Пробыв некоторое время под сильным влиянием одной идеи, одной обстановки, одного тона, общего настроения, я уже не способен, не могу продолжать в том же роде. Является идея во всех отношениях противоположная, совсем в другой среде, и я уже забываю о прежней. Та мне кажется скучной, хотя далеко не исчерпанной, и я не зарекаюсь вернуться к ней. Все будет зависеть от случайно ворвавшейся в мою голову какой-нибудь художественной или антихудожественной идеи, от которой я не отрешусь ни перед какими бы то ни было приговорами. Да впрочем и приговоры так разнообразны»{389}
.Страстный темперамент Репина заставлял его, как мы знаем, не раз порывать с наиболее испытанными друзьями. Но, как все вспыльчивые люди, он был отходчив и всегда первый стремился к примирению, идя с повинной.

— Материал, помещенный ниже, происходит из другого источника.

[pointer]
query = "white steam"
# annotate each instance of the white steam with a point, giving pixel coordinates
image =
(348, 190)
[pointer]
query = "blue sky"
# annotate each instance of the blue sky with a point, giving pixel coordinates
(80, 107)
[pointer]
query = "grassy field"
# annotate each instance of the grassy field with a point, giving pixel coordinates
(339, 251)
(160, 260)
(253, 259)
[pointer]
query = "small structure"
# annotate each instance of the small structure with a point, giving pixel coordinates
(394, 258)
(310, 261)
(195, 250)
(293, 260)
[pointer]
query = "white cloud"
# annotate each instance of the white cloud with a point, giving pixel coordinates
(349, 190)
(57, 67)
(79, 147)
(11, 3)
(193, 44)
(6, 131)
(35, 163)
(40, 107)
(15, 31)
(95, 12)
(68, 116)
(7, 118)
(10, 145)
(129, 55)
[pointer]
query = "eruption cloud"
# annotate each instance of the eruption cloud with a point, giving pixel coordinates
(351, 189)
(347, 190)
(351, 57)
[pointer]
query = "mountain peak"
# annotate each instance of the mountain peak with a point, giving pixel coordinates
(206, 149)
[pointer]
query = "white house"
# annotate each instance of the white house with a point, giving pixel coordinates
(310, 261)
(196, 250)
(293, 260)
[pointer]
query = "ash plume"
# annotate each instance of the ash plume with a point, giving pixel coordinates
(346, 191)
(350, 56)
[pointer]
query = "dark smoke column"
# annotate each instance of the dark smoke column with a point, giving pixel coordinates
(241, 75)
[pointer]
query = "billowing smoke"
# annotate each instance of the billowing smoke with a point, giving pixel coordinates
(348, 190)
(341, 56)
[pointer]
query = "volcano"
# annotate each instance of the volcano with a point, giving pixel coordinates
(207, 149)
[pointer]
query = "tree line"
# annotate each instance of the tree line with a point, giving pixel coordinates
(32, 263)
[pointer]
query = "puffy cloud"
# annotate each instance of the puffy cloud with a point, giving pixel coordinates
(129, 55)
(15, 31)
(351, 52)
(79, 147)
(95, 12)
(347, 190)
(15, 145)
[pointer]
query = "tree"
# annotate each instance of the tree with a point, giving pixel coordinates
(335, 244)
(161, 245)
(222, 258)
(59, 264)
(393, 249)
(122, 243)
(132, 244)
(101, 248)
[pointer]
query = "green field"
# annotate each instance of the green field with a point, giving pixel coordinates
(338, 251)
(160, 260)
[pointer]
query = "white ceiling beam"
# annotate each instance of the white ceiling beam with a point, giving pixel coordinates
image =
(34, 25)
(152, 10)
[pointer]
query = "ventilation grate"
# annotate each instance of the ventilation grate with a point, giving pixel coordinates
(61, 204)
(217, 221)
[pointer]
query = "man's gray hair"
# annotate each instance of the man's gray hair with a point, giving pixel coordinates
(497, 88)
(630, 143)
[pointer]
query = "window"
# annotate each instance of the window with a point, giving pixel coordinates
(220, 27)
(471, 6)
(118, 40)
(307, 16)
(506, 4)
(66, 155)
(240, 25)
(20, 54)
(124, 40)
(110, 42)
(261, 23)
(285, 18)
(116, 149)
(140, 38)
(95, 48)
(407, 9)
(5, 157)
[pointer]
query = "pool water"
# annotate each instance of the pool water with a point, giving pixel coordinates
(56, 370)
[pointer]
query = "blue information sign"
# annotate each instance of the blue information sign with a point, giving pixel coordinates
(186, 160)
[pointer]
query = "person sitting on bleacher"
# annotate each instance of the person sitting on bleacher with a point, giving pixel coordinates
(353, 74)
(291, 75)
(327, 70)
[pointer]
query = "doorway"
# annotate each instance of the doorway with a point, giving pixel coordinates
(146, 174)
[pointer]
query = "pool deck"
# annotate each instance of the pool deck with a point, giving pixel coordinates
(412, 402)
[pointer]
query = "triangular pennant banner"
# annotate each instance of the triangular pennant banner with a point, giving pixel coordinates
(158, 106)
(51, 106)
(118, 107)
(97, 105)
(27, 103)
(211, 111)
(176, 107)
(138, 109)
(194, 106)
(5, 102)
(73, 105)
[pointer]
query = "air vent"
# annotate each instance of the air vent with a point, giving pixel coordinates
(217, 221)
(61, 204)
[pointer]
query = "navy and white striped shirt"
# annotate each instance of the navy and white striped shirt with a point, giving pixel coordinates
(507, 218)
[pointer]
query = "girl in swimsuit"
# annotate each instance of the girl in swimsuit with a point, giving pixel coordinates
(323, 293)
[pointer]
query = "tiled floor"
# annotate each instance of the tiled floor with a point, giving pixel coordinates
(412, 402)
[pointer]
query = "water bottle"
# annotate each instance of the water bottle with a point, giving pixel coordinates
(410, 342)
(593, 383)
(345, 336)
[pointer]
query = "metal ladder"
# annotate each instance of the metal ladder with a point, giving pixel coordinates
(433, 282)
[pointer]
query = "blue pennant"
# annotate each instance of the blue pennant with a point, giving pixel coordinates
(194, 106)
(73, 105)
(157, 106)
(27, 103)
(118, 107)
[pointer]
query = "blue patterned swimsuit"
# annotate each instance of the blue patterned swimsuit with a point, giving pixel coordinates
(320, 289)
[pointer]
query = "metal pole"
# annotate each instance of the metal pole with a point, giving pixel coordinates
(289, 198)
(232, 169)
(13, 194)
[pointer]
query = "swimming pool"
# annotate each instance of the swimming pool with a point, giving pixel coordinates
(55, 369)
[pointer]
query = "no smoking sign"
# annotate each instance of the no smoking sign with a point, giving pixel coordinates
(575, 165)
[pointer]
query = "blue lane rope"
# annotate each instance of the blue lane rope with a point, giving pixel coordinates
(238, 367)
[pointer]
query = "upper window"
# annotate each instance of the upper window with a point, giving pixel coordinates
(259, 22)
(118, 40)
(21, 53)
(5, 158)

Непостоянство причинило Репину не мало хлопот в его семейной жизни. Он часто признавался, что ему наскучивают слишком долгие привязанности: достаточно года, двух слишком много. И Вера Алексеевна Репина рано почувствовала на себе непостоянство супруга, приведшее к разрыву. Репин сознавал свою вину, стыдился суда товарищей, особенно Крамского, но более всего суда правдивого Третьякова. Однако стать иным он не мог.
Считая себя свободным для новых привязанностей, Репин не склонен был вначале предоставлять свободу и жене, которую продолжал ревновать, как и в первые годы супружеской жизни. Особенно он ревновал ее к юному художнику Перову, сыну знаменитого Перова, которому в 1886 г. отказал от дома{390}
. С этого времени между супругами началось охлаждение, бросавшееся в глаза всем близким. Вскоре Репин купил для жены и детей квартиру на Карповке, обеспечив ее пожизненным вкладом в банк.Новые привязанности чередовались почти ежегодно, отличаясь чрезвычайным разнообразием. Чаще всего это были светские женщины, которых Репин писал. Иногда роман выходил, часто дело обращалось в шутку, но бывали жестокие отпоры и нешуточные страдания.